How Early Childhood Reading Helps Prepare Kids For School

We all want the children in our society to succeed and grow in their knowledge. One of the most important ways to facilitate this eventual success is to encourage these children to read. More and more research has shown how crucial early childhood reading and literacy is to both a child’s academic career and to their achievements in life in general.

Children learn at a significantly faster pace during the first six years of their lives than they do during any other time; this part of childhood must be taken advantage of to ensure that a child is able to learn as much as possible. Reading with children helps to develop their brains and strengthen their neurological connections, helping them gain more knowledge than their illiterate counterparts. Even children who are too young to read can benefit from the language skills that are instilled in them in their early childhood, as this will eventually lead to higher literate proficiency.

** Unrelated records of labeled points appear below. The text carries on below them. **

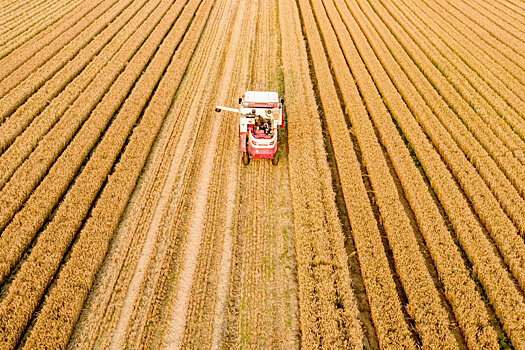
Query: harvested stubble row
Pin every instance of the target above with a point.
(26, 223)
(501, 228)
(500, 75)
(40, 114)
(509, 9)
(459, 288)
(57, 331)
(56, 238)
(149, 306)
(328, 309)
(11, 6)
(500, 52)
(14, 96)
(426, 306)
(500, 112)
(499, 285)
(391, 327)
(484, 21)
(435, 91)
(447, 65)
(30, 25)
(9, 19)
(90, 248)
(500, 16)
(201, 305)
(19, 22)
(64, 29)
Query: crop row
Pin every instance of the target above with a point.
(504, 76)
(28, 176)
(202, 304)
(492, 89)
(459, 288)
(41, 114)
(8, 6)
(498, 283)
(499, 12)
(157, 293)
(63, 29)
(501, 228)
(485, 22)
(50, 190)
(328, 309)
(448, 65)
(14, 96)
(391, 327)
(30, 24)
(426, 306)
(54, 240)
(10, 14)
(26, 223)
(499, 52)
(507, 20)
(91, 246)
(465, 129)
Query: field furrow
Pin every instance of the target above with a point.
(28, 221)
(437, 86)
(22, 131)
(14, 96)
(390, 217)
(427, 214)
(327, 304)
(65, 29)
(30, 24)
(497, 108)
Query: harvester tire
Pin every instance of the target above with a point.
(245, 158)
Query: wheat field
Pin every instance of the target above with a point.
(395, 218)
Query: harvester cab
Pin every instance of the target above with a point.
(261, 116)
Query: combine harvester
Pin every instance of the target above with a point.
(261, 115)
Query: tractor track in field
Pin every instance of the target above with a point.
(393, 219)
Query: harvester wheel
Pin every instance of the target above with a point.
(245, 158)
(275, 159)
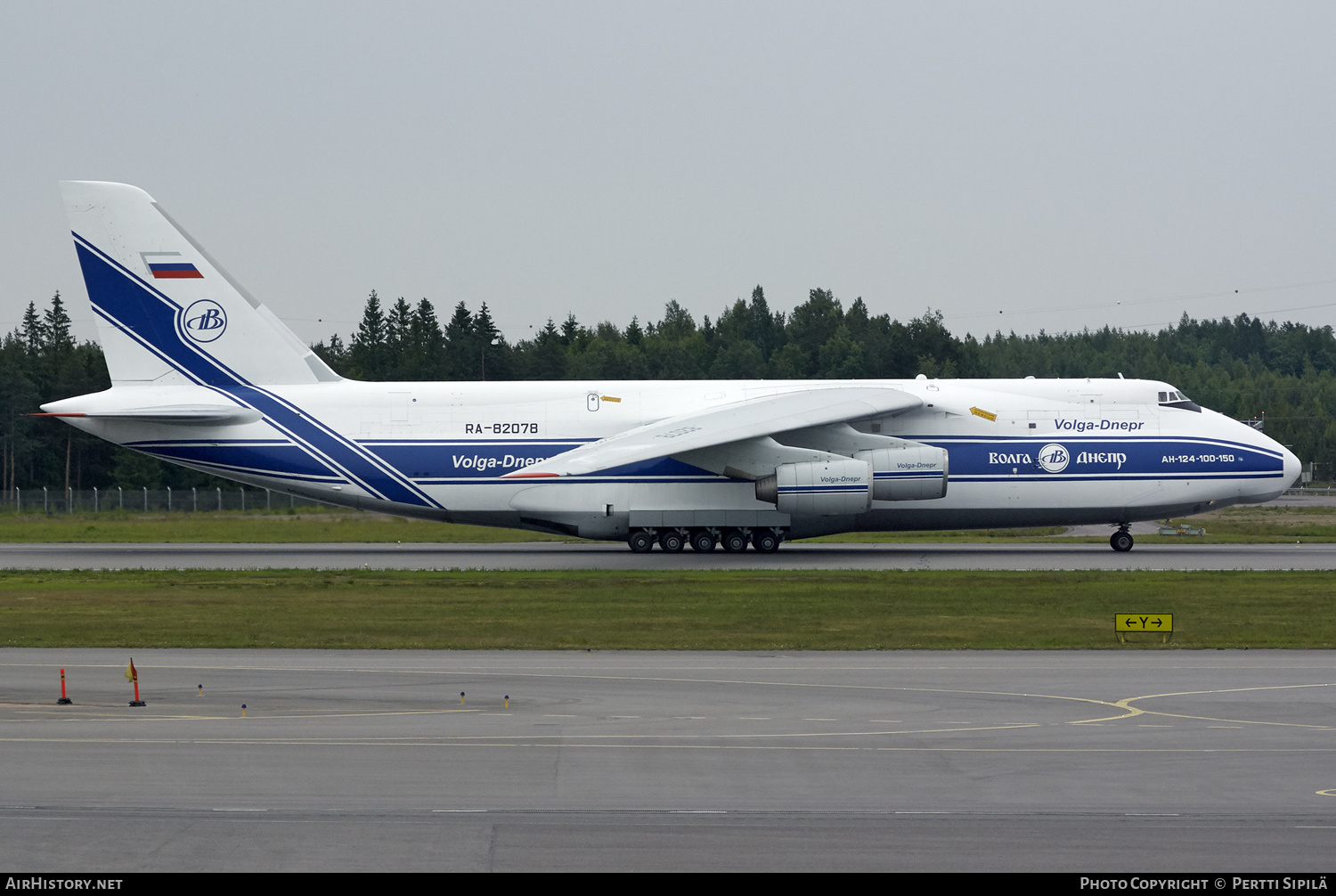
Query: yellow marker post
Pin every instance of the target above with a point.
(1153, 623)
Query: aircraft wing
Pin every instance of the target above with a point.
(745, 419)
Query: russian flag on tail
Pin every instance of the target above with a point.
(166, 266)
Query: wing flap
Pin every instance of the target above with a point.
(724, 424)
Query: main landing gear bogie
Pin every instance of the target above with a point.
(734, 541)
(1121, 541)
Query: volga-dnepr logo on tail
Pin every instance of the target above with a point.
(205, 321)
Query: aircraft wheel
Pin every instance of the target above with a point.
(703, 540)
(735, 541)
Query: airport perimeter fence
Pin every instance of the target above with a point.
(152, 500)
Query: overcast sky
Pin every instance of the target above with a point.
(1068, 165)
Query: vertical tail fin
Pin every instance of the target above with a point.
(166, 312)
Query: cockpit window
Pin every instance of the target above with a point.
(1180, 401)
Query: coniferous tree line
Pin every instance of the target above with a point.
(1244, 368)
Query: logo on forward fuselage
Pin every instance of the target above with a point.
(205, 321)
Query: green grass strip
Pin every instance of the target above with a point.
(697, 610)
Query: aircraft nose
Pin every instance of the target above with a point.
(1292, 468)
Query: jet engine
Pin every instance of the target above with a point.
(819, 489)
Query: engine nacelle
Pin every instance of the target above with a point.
(914, 473)
(819, 489)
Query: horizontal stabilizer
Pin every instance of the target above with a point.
(179, 414)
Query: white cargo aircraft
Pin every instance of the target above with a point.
(208, 377)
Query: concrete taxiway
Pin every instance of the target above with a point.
(1122, 760)
(615, 556)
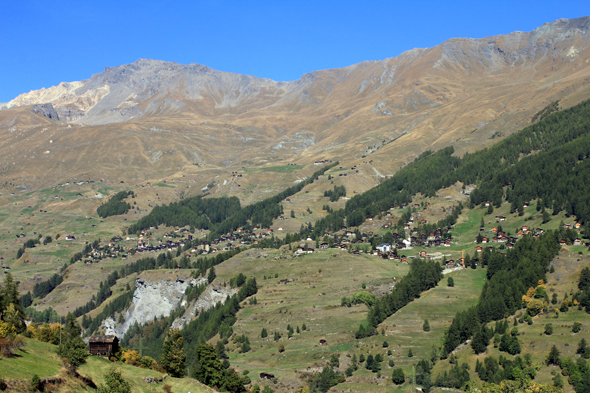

In the classroom, children who have better language and literacy skills have been shown to have higher grades than their peers, not only in reading and writing, but in every subject. This success helps children to become more confident, which can aid them in their social lives as well. Confident children are better able to approach their classmates, and their advanced linguistic skills help them to express themselves more clearly.

Having these literacy skills also means that children are better able to comprehend what they read; this comprehension allows children to recognize key points of whatever they read, and therefore become more effective when studying. This, in turn, leads to higher grades and a higher rate of success in the classroom. Literate children also have longer attention spans, allowing them to absorb more of what their teachers are discussing. Literature sparks curiosity in children as well, encouraging them to explore the world around them and to gain knowledge. This curiosity sparks imagination and creativity in young children, both of which are beneficial to a child’s success.

Children who have not developed the ability to read from a young age are more likely to struggle in the classroom. This difficulty often persists through much, if not all, of their school career. And since all of the key aspects of a child’s development are interdependent, struggling academically from a young age can lead to difficulties in the child’s social, physical, and linguistic skills. These can all have major impacts on a child’s life, and prevent them from reaching their full potential.

It is extremely vital for everybody to assist children in developing their language and reading skills. The effort you put into helping children at this crucial time in their lives will have extremely powerful impacts down the road, leading to a more successful time in school, and eventually a more successful life.